Ohne entdeckt zu werden, brachte er das Mädchen auf diese Weise rasch zu der ihm bekannten alten Diebin, die sich durch große Geldversprechungen bereitfinden ließ, dem Burschen beizustehen.

In einem Briefe, den Senta ihrem Vater schreiben sollte, wollte Paul Federsen eine unerhört hohe Summe als Lösegeld fordern mit dem gleichzeitigen Verlangen, weder ihn noch seine Helfer zu verfolgen.

Der Umstand, daß sich Senta bisher geweigert hatte, diesen unverschämten Brief zu schreiben, war schuld daran, daß sie so lange nicht gefunden wurde.

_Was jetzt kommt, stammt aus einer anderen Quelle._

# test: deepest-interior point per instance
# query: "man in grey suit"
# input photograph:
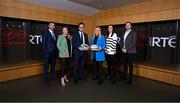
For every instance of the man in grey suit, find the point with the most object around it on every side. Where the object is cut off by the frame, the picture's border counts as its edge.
(128, 45)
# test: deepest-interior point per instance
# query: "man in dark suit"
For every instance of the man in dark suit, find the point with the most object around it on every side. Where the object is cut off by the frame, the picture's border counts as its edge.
(79, 55)
(49, 46)
(128, 44)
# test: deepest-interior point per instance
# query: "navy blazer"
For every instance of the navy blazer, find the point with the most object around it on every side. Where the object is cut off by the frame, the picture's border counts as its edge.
(76, 42)
(48, 42)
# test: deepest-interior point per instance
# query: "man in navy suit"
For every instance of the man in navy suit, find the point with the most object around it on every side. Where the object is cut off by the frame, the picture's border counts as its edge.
(79, 55)
(49, 46)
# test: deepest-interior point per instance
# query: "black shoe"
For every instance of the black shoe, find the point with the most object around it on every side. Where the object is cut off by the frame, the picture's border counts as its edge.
(113, 81)
(100, 82)
(75, 81)
(129, 82)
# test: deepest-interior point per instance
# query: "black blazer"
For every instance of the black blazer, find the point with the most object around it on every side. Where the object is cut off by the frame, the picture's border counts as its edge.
(76, 42)
(130, 43)
(48, 42)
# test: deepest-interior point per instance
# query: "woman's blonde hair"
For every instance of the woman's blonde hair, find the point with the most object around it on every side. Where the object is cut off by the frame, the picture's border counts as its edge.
(97, 27)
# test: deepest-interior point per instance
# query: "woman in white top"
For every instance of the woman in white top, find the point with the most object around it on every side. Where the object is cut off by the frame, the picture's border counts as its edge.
(111, 44)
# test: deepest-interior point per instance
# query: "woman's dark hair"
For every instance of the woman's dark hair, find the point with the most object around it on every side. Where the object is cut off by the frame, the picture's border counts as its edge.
(128, 22)
(51, 22)
(107, 34)
(81, 23)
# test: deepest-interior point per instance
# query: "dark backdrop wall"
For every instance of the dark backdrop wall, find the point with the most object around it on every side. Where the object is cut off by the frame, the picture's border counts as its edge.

Nun aber war ihr Widerstand doch fast zu Ende gewesen, und wäre sie nicht rechtzeitig von dem Detektiv entdeckt worden, dem das Haus mit dem alten Drachen einen geheimnisvollen Fingerzeig gegeben hatte, so hätte sie schließlich doch wohl noch nachgegeben.

Die Schuldigen konnten ihrer Strafe nicht entgehen. Dem Detektiv aber blieb von diesem seltsamen Traumerlebnis nichts – als die Erinnerung.